According to a recent report by Palo Alto’s Unit 42 roughly 75% of smart infusion pumps are vulnerable to attack. For those that do not know what an infusion pump is, it is a device that allows for automated administration of fluids, antibiotics, pain control medication etc. These pumps are vital to proper patient maintenance plans and in some cases are an absolute necessity as the manual administration of medication and other treatments would not be possible.

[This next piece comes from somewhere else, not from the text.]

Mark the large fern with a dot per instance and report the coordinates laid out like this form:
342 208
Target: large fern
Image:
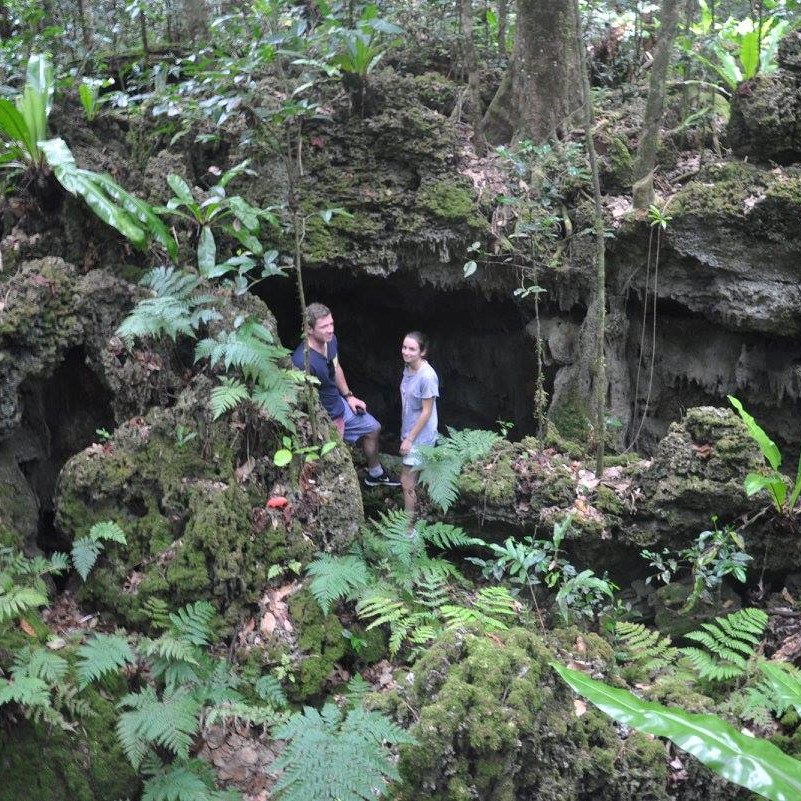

The fact that 75% of them are vulnerable to attack is simply insane, although it is not shocking.
We have previously reported that most healthcare organizations are not prepared for security events due to pressure from clinical staff to ensure that all devices are running 100% of the time. This is often combined with clinical applications that are not running on current operating systems and that have requirements to be vulnerability scanner free and anti-malware free. To call it a mess is a vast understatement. When it comes to life-safety gear like infusion pumps they often face other challenges like FDA exclusions that vendors use when it is difficult to maintain security on a device without potential impacts. These exclusions end up either leaving an organization vulnerable to attack or create a necessity for complicated mitigation or compensating controls that require even more management and effort on the part of the security and/or operations team.
There is good news on this front though as the FDA has changed many of their guidelines and policies due to the increase threats against healthcare organizations. They have released new standards for the manufacture of new devices in 2021. They have also actively been recalling devices that are extremely susceptible to risk. This is good news moving forward, but the refresh rate for equipment like this in Hospitals is very slow so things are not likely to change any time soon.
Getting back to the report outside of 75% being vulnerable to well known and documented vulnerabilities that could impact the function of the device, disclose patient information and put lives at risk, it was found that 52% of the devices polled have vulnerabilities that were disclosed in 2019. This was out of 200,000 infusion pumps that Palo Alto had access to via their own device security services. It this is what is being identified in that relatively small footprint, think about that the actual numbers might be like.
The report from Unit 42 shows that Healthcare organizations are still not where they need to be to prevent attacks. They cite a lack of proper network segmentation, compensating controls, poor security training for clinical staff and a general failure to implement best practices. To this we would add that, in many cases, the Clinical administrators have little to no buy-in for security measures. The often push back on anything that they feel will complicate their work regardless of the reasons for it. Changes are typically difficult to implement with very long lead times on getting new security practices, policies, and services in place. This type of resistance leads to very insecure organizations. It also leaves the security teams frustrated and unable to do the work they should be doing. Healthcare organizations are also notorious for not wanting to spend the money they should on making sure their environments are secure. It is a complicated mess that is not likely to change soon although we hope that the events of 2020 and 2021 do help push things in the right direction.